Entire network equipment centralized management

Through software and hardware integrated security management center (Security Management Center, SMC), 2000 next-generation firewalls can be managed at the same time. Equipment centralized management, entire network condition monitoring, global threat analysis and so on are all concentrated on SMC which can help the clients equipped with multiple NS-NGFWs reduce the cost of management preferably, control the state of entire network, and realize powerful threat warning and analysis ability based on big data mining of entire network.

 

Configuration issued conveniently and safely, reducing the cost of management sharply

Network administrator can preinstall the configurations of security strategy, rules of protection and VPN tunnel, etc. which need to implement in WebUI provided by SMC firstly. Then, configurations are issued together to next generation firewall facilities of entire or partial network through SMC which can realize centralized configuration of entire network facilities.
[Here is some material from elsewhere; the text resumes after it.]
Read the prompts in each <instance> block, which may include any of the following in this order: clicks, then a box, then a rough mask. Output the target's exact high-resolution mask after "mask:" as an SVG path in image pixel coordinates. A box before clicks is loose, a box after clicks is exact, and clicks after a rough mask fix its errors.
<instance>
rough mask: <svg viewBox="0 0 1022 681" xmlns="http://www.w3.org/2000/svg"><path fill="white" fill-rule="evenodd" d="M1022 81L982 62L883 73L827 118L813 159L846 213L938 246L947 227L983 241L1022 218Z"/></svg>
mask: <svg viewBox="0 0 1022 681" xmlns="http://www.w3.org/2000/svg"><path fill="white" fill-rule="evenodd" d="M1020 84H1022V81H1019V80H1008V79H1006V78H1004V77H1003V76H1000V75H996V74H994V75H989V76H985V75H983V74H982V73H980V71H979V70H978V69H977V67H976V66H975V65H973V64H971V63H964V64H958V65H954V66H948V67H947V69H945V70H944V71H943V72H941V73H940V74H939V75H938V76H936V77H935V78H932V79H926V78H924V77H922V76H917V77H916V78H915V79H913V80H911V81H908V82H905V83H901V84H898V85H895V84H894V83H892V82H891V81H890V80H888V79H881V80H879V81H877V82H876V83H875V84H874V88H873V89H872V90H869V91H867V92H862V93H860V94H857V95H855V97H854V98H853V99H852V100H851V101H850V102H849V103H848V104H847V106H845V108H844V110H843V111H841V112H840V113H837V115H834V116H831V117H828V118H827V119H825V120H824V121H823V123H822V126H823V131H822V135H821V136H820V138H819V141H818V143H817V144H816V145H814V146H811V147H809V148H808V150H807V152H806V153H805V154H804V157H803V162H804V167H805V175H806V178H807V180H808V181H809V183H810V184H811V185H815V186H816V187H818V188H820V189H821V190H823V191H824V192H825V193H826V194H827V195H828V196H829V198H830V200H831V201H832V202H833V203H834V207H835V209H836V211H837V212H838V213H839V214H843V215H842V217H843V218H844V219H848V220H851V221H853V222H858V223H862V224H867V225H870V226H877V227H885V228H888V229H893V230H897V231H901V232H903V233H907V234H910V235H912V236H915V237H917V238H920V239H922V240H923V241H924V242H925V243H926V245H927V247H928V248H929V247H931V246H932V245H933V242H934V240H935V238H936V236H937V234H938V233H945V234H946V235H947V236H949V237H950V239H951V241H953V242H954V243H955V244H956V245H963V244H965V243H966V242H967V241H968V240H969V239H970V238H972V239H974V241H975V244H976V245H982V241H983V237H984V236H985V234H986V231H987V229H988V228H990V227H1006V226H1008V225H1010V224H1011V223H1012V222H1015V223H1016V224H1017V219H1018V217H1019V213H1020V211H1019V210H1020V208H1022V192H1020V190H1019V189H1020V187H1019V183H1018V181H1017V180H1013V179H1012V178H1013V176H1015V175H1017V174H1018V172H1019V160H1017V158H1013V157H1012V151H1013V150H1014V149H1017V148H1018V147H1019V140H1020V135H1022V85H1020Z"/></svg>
Meanwhile, updating of system software, application identification library, threat feature library, URL classification library, etc. can also be issued together by SMC which can realize batch updating of entire network facilities intelligently.

 

Comprehensive understanding of facilities statuses, easy control of entire network statuses

WebUI provided by Netentsec SMC is a visual interface of next generation firewall product which   is simple to use, integrates data provided by all facilities of entire network, carries on and present the statistics with a global perspective and facilitate to grasp intuitively the entire network statuses. Meanwhile, the user can comprehend running statuses of one or a group of next generation firewall facilities through monitoring center provided by SMC.

 

Visual application threat of entire network, intelligent warning unknown risks

SMC can intelligently mine traffic trends of entire network on a timeline, confirm the abnormal behavior and warn threat actively based on entire network data collection. SMC can associate intelligently with all relevant security incidents based on a connection dimension according to the time order after security incident happened which can present attack process and the whole picture of threat quickly.